Did I choose clay or did it choose me? When David was a kid visiting his grandparents in Oregon, he used to dig up clay, bring it home and make things out of it. In grade school, all he wanted to do was work with clay. When he went to study business at Washington State University, David took a ceramics class for fun. “I realized I was spending much more time in the ceramics lab than in business cl
asses.” So David changed his major to art and ended up at California State University Chico, where he was lucky enough to study ceramics under Jack Windsor, who started the Chico State ceramics program and was a master glaze scientist, and Michael Lucero, a nationally renowned New York-based ceramics artist, whose work has been featured in the Smithsonian. Of his work, David says “I like to make functional pieces…things that are beautiful but that people can use.” He chooses to work in high fire, which is more expensive and more difficult, but results in highly durable pieces that don’t chip as easily as low fired clay. In this way, David brings art into people’s day to day experience by creating useful pieces. “I love the idea of people having my work and using it…drinking their morning coffee out of one of my mugs, or making a salad in one my bowls and serving it to their family.”

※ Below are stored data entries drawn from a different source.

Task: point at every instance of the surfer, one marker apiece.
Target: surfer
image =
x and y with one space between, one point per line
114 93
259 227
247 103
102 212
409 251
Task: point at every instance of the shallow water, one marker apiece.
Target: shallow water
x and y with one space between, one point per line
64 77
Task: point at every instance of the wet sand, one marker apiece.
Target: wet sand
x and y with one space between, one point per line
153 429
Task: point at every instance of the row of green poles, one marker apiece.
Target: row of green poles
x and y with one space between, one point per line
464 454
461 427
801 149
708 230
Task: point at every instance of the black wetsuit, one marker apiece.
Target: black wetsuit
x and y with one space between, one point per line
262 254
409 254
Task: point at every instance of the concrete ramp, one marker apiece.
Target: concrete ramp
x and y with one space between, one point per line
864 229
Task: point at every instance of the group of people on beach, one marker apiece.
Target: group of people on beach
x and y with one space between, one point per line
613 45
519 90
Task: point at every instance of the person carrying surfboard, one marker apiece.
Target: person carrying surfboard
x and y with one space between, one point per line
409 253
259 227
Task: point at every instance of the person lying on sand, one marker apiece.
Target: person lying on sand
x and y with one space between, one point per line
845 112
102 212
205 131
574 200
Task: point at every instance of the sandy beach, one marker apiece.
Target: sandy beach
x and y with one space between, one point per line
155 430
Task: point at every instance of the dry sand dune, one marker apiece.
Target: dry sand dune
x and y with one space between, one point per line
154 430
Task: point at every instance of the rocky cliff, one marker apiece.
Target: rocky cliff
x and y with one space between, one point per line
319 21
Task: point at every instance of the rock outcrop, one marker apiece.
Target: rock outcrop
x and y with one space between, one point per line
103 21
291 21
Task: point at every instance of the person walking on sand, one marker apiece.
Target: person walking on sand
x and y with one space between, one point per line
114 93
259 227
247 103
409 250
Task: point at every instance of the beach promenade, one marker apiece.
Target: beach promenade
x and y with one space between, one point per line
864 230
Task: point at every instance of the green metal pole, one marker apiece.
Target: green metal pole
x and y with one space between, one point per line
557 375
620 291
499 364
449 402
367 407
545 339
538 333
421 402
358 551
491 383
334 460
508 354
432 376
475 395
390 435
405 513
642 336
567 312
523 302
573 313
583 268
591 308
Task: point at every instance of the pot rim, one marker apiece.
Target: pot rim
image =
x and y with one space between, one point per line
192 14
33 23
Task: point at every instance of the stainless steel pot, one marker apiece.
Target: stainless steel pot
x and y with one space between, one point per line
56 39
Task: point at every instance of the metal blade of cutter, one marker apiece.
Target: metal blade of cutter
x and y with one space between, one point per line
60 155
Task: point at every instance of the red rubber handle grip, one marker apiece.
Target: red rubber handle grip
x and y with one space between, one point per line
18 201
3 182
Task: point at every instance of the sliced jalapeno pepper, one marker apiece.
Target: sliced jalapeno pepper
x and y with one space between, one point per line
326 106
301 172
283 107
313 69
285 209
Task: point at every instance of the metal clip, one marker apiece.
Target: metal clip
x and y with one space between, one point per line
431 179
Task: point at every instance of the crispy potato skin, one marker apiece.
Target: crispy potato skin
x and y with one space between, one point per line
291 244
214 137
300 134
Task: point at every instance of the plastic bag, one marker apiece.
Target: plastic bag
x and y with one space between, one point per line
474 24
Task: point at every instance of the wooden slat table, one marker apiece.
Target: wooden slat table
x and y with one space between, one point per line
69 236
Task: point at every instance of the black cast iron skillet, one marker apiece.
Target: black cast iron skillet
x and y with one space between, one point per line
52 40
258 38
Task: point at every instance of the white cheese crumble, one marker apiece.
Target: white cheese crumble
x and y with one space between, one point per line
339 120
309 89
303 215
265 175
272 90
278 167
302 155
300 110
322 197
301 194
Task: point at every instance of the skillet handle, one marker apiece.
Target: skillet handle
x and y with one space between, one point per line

David’s favorite part of his work is to experiment, trying new glazes and techniques. “I love opening the kiln and seeing how things turned out. I am always striving to do things a little bit better, and a little different.” David had been firing a gas kiln for many years and recently invested in an electric kiln, which affords more precision and control. He is currently trying new glazing techniques, including using the bright orange and yellow glazes that have only recently become available at high temperatures, and which characterize much of his current work. He is also in the process of installing solar panels on the roof of his studio in Chico, California so that he can sustainably generate the energy that fires his kiln.